We must not gloss over the fact that there are challenges in the worker co-op sector in Canada, and these were raised at the Conference.  One is that there have been several worker co-ops which ceased operating in the past year; in some but not all cases for financial reasons, and several others are struggling.  Another is that we need to do more to promote the worker co-op model. An activity woven through the Conference raised a variety of challenges worker co-ops face, and the most salient ones were around engaging members of worker co-ops. Importantly, it was raised that the worker co-op sector needs to become more diverse and inclusive, notably regarding people of colour.  The Board is seeking creative ways to address all of these challenges. If you have suggestions for CWCF, notably but not only on creating a more inclusive movement, please share them with Hazel Corcoran, hazel@canadianworker.coop.  

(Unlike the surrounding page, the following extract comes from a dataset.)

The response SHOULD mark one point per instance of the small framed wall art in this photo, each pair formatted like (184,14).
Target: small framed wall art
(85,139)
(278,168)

One key follow-up to the Conference in the Atlantic region is that the Atlantic caucus decided it would hold an all-day meeting on December 4th, in Wentworth, Nova Scotia.  There was a strong commitment from worker co-operatives, Saint Mary’s University, and CDR – Acadie to increase the promotion of worker co-operatives and their collaboration with co-operatives to help build resilient communities within a solidarity economy.  If you are in the Atlantic region and wish to participate, please contact: Eric Tusz-King (erictuszking@gmail.com or 506-536-7215).

With all of the learning opportunities (and some opportunities for play), one delegate observed that the conference’s impact would extend beyond 2.5 days — and he was pleased about that. “I often reflect on the value of a conference based on what actions and ideas I want to implement when I get back,” said London Brewing’s David Thuss. “This year’s CWCF Conference far exceeded my expectations as I have so many things to do in the wake of it.  From the inspiring stories of cooperatives all along the spectrum from newly founded to mature, the embracing of Principle 6 by so many in sharing their resources, to the engaging and well-planned sessions each day this Conference has brought a wealth of value back to the London Brewing Co-operative. Things certainly got off on the right foot with the ice-breaker session and there was real community building as the conference focused on participants with the evening planning. I look forward to my next opportunity to visit with many of the new contacts I have in the larger worker co-operative community in Canada.”

Amy Proven of Sun Certified Co-op reflected that, “Being a co-op has had many struggles. Our business of building sustainable structures is a constant uphill battle, so I attended the workshops on Conflict/Human Resources and Money management. My observation was, no matter what the business of the co-op, we all face many of the same struggles across Canada.  Bringing the worker co-ops together to talk and learn about our various experiences is very important for our morale and learning. We are not alone. Now we have many contacts from coast to coast and a network of other co-ops that we can reach out to.”